Hiperolfato, sonrisa ultrasónica y otras virtudes de Berta.

 

Estoy con los ojos vendados en una mesa larga. Me acercan copas de vino y digo cuáles son. Es como jugar a las adivinanzas. Siempre fui la mejor jugando a las adivinanzas. Tanto probar vinos de aquí y de allá en las cenas caras que paga Casimiro, mi amante polaco, ha dado resultado. Los demás invitados alucinan:

—Esta muchacha. Esta muchacha es una auténtica nariz.

Casimiro ríe complacido. Oigo el chaskiboom de su dentadura. Chasquea lengua y dentadura frecuentemente, un tic que odio pero que no puedo mencionar para no ofenderlo.

—Mi Bertita es una joya.

Me besa la mano, y sigue besándome, brazo arriba, como Pepe L’Amour, hasta llegar al hombro, descubierto por el vestido color visón que me compré durante mi último ataque de pánico.

Me quito la venda.

—Ya está, me aburrí.

Sonrío con muchos dientes para que se luzca la limpieza de ultrasonidos que me pagó Casimiro.

—No no no, nada de eso — dice una señora con nariz de papagayo y aros de esmeraldas tan grandes que los lóbulos le cuelgan, estirados. Se ve que todavía falta una pequeña batalla de vinos de la tierra.

Levanto una ceja y miro a la Señora Papagayo. Más esmeraldas asoman entre los pliegues de su cuello arrugado, ocultas apenas por un tremendo chal de seda cruda color champagne.

Me recuesto en la silla durísima. Color champagne, color visón. Siempre cosas caras, llenas de glamour. ¿Por qué nunca decimos color primer pis de la mañana, color vómito de lentejas, color leche de soja rancia?
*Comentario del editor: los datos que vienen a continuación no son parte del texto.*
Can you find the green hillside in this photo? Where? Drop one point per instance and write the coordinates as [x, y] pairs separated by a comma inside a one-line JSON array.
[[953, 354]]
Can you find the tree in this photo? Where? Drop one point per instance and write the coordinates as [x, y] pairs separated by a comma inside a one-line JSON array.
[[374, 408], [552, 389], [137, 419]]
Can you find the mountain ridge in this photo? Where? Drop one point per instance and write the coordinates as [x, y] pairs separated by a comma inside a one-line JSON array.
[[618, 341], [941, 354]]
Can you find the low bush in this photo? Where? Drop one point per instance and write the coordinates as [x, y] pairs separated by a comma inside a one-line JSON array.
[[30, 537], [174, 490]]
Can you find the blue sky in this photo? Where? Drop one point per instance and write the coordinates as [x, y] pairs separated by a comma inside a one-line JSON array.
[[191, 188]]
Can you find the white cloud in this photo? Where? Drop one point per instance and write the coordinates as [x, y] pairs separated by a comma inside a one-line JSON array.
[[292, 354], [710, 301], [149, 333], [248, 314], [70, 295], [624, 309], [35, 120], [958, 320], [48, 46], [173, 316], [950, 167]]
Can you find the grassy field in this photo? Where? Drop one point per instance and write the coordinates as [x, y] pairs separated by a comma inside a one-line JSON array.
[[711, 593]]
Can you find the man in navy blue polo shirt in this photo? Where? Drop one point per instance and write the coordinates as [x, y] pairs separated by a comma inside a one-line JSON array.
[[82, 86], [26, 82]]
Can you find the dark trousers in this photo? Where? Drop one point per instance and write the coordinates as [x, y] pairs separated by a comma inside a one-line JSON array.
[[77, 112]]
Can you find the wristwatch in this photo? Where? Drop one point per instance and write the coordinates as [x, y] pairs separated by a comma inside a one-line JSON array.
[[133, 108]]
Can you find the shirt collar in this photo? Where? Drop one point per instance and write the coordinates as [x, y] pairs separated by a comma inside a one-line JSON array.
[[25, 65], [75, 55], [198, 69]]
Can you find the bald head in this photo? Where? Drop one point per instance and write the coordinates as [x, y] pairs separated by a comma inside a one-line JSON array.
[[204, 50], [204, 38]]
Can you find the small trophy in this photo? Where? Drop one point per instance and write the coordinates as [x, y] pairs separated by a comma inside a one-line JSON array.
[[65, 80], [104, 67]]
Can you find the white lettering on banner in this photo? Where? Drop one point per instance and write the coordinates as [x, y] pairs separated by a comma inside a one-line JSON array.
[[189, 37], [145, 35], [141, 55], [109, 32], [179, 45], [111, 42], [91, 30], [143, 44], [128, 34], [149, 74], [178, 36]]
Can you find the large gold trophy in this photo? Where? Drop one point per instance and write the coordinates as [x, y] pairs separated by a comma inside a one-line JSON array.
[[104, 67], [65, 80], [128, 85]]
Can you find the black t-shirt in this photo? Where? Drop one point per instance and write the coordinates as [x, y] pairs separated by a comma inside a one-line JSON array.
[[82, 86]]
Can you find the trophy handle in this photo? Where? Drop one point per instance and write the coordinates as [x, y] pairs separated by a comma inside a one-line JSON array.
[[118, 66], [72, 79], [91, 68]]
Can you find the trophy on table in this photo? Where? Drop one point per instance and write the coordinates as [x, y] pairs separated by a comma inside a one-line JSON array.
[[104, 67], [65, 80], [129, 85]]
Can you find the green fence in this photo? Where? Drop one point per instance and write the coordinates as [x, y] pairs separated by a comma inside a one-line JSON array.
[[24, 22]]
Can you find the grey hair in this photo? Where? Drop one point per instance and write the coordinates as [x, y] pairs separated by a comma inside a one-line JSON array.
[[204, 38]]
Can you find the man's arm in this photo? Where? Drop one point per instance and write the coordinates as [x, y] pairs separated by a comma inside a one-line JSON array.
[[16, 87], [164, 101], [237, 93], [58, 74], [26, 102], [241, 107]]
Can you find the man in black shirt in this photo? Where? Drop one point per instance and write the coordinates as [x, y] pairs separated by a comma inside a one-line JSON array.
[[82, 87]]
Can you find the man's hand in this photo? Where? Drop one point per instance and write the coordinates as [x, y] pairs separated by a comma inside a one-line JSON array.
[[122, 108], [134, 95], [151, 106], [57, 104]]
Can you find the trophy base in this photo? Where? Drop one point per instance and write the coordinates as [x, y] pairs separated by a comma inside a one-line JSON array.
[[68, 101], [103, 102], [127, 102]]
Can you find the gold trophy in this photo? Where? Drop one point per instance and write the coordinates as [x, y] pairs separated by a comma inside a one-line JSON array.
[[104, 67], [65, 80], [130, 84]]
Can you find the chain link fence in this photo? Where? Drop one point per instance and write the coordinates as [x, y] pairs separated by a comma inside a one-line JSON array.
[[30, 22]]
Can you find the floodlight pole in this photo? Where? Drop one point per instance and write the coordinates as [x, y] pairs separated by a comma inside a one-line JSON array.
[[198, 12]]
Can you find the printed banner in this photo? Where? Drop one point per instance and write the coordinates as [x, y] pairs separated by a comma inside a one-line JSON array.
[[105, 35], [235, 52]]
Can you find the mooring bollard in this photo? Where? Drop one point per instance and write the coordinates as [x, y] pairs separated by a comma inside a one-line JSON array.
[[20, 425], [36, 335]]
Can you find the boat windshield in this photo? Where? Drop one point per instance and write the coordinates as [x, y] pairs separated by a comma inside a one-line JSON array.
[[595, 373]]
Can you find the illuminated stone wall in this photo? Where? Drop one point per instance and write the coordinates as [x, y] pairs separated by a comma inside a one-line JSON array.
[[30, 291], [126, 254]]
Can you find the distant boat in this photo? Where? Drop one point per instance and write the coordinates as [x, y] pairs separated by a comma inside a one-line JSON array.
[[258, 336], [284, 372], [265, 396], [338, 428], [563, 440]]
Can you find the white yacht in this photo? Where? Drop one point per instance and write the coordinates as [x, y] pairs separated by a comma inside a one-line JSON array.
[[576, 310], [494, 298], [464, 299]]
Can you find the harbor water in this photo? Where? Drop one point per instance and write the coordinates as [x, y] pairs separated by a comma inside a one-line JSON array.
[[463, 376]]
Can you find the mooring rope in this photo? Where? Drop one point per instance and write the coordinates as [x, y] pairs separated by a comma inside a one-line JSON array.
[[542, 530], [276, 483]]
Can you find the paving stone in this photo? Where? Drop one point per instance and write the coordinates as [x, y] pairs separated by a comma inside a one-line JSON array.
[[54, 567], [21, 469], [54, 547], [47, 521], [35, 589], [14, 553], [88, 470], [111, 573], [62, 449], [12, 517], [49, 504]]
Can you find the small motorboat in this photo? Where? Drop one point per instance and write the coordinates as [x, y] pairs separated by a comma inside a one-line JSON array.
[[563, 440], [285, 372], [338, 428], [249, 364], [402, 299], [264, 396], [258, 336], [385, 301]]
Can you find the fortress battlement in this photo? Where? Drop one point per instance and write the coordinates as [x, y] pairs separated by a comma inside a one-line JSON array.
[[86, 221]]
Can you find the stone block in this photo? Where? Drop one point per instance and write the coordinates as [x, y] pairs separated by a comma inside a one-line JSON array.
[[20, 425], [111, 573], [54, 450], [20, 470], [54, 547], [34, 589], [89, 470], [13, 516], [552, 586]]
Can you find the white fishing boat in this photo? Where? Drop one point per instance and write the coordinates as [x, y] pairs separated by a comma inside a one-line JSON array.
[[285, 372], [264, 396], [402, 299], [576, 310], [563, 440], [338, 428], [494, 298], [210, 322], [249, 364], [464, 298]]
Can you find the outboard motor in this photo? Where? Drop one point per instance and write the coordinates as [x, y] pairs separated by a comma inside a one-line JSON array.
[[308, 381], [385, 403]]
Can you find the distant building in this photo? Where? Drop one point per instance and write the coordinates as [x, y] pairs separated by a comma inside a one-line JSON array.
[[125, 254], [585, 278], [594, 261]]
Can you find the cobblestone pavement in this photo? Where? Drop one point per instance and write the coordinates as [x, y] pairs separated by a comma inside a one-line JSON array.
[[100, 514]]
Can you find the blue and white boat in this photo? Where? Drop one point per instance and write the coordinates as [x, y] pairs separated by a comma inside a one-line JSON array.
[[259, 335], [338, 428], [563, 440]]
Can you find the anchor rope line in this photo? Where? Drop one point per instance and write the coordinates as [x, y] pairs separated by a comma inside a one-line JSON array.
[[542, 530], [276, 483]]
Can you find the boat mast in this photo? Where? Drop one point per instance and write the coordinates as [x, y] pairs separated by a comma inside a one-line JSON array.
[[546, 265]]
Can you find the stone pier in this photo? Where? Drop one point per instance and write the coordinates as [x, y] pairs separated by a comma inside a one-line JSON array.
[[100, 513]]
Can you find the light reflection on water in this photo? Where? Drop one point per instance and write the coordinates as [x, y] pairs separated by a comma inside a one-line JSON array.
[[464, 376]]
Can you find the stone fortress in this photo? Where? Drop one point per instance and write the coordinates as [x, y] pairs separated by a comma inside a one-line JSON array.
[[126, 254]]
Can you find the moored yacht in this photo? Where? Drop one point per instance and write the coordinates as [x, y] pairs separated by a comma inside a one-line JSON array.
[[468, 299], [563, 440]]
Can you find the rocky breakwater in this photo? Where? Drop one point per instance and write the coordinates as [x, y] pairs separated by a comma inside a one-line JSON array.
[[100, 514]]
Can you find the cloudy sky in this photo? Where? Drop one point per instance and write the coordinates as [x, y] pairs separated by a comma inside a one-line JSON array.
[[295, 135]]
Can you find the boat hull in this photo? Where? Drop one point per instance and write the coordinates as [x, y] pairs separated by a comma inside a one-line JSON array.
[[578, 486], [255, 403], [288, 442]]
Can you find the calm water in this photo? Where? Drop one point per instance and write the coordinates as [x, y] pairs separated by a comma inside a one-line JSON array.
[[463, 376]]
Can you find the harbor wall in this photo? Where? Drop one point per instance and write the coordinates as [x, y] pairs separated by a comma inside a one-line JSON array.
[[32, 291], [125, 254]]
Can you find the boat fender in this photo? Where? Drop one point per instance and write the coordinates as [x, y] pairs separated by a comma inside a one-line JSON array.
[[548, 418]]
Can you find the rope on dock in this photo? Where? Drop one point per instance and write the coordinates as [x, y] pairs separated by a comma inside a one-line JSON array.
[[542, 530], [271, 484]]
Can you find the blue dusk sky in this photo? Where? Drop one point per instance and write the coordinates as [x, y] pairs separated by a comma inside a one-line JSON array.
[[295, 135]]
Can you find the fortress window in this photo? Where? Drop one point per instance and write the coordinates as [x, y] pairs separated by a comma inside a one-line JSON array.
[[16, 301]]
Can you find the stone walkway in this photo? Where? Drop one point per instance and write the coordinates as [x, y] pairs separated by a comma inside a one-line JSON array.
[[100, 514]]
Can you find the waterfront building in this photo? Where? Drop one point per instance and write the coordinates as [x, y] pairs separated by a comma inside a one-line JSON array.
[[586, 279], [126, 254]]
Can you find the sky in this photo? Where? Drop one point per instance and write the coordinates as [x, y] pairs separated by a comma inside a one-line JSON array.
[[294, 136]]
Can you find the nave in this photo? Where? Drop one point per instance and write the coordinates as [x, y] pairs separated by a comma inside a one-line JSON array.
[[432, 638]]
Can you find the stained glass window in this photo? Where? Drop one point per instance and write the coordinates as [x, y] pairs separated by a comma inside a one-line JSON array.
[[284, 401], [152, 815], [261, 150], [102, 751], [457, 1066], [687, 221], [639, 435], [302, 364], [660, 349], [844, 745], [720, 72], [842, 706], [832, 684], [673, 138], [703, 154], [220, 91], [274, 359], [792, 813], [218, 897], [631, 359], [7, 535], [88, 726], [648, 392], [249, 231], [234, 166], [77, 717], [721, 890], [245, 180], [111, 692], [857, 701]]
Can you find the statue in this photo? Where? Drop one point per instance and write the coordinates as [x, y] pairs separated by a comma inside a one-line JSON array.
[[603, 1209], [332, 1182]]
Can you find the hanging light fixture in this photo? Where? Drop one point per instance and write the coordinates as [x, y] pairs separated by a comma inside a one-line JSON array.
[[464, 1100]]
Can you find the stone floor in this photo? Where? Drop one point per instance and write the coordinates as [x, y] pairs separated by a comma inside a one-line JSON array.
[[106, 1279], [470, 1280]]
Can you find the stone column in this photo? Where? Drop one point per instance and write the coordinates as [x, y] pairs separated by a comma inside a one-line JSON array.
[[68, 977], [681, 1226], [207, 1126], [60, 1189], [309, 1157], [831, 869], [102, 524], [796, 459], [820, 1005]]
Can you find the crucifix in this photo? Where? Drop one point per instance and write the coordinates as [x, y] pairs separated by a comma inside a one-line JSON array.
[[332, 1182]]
De hecho, un ligero pero inconfundible olor a pis me llega a través de la mesa. Duda entre la Señora Papagayo y la Señorita Vestido Blancanieves. Siempre hay una nostálgica de Disney en estas fiestas. Ajadas damiselas infantiloides y a la vez incontinentes.

—¿Me querés? —le pregunto a Casimiro.

—Sabes que sí. Eres una reina, y además estuviste fabulosa cuando describiste ese merlot.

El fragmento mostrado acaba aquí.